Art History is the Best History


This is a T-O map from the 12th century. T-O maps were a common depiction of the world in medieval Europe. It has Africa, Asia, and Europe. Asia is bigger than Africa because it had the Holy Land, which Europeans tried and tried to take from the Muslims.* Africa and Europe were much more connected than people think now, because the Sahara used to be smaller. It is still growing through dessication, but in 500 BCE there were trans Saharan trade routes. Wow. And East Africa was in contact with Asia because the trade winds blew one way for six months and then the other way. wow.
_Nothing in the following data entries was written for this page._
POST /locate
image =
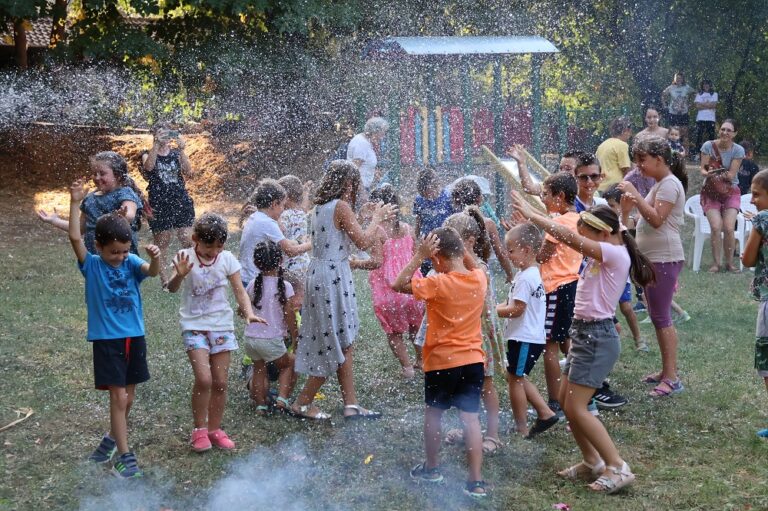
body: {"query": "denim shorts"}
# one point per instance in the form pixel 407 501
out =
pixel 214 342
pixel 595 348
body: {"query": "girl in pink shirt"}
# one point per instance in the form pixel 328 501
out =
pixel 595 345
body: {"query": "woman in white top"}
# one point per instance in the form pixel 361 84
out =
pixel 705 103
pixel 361 150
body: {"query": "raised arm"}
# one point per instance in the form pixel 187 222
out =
pixel 76 195
pixel 345 219
pixel 518 154
pixel 585 246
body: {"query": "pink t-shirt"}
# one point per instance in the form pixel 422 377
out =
pixel 601 283
pixel 270 310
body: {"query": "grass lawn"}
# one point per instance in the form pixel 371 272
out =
pixel 696 450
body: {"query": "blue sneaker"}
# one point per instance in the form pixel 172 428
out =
pixel 104 452
pixel 127 467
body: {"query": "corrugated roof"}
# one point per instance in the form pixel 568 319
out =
pixel 470 45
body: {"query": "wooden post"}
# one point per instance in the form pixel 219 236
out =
pixel 20 42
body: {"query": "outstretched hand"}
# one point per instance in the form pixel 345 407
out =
pixel 182 264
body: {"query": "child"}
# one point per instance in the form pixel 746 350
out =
pixel 613 196
pixel 269 199
pixel 329 316
pixel 756 255
pixel 264 343
pixel 658 236
pixel 471 227
pixel 115 322
pixel 559 273
pixel 397 313
pixel 524 329
pixel 453 354
pixel 467 193
pixel 595 346
pixel 673 137
pixel 430 207
pixel 293 221
pixel 115 192
pixel 207 324
pixel 748 167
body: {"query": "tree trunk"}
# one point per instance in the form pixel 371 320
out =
pixel 59 28
pixel 20 42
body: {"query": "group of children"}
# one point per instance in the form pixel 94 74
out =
pixel 562 298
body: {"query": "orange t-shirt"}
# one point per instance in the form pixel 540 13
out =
pixel 563 266
pixel 455 303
So here is when each continent was discovered by Europeans (also by mankind, in the case of Antarctica)
1. Europe- prehistory, 40k years ago
2. Asia- I can't find it on the wiki page but proto Indo Europeans were in 4000 BCE**
3. Africa- my prof said 500 BCE, wiki says 332 with alexander the great but a different wiki article says contact was "older than recorded history"
~Carribean, and then I will just say the rest of the Americas: 1492~
4. South America: um, 1498? Columbus (he was italian, it was colonized by Spain) went to a bit of the coast of Brazil near Trinidad?
5. North America: again, it is a little hard to sort out but I think 1513, when the spanish found Florida. (spanish)
6. Australia- 1606 (Dutch, colonized by English)
7. Antarctica- 1820 (found apparently by 3 ships in one year, Russian, British, and US)

1820 just happened, the other day. I think my great grandmother died in 1999 at the age of 95. Antartica was discovered only 1 lifetime (~89 years) before my great grandmother was born. 1820-about the same time as photography and the calculator.

*Mormons should maybe stop evangelizing in foreign countries before Utah/New York (where Joseph Smith got the tablets from the angel Moroni) has, you know, problems.
**wow, I just clicked back to the article to check whether that was BCE or CE. I... wow.

1 comment:

Kevin said...

Hi Caitlan- What's really cool, I think, is to look at the dates when humans of any sort first arrived in various parts of the world. Here's a very cool map that shows this stuff. https://genographic.nationalgeographic.com/genographic/lan/en/atlas.html

Of course, we're all Africans originally. And Europe was populated by many waves of migrations.

I had to learn about this for an exhibit I worked on at the American Museum of Natural History.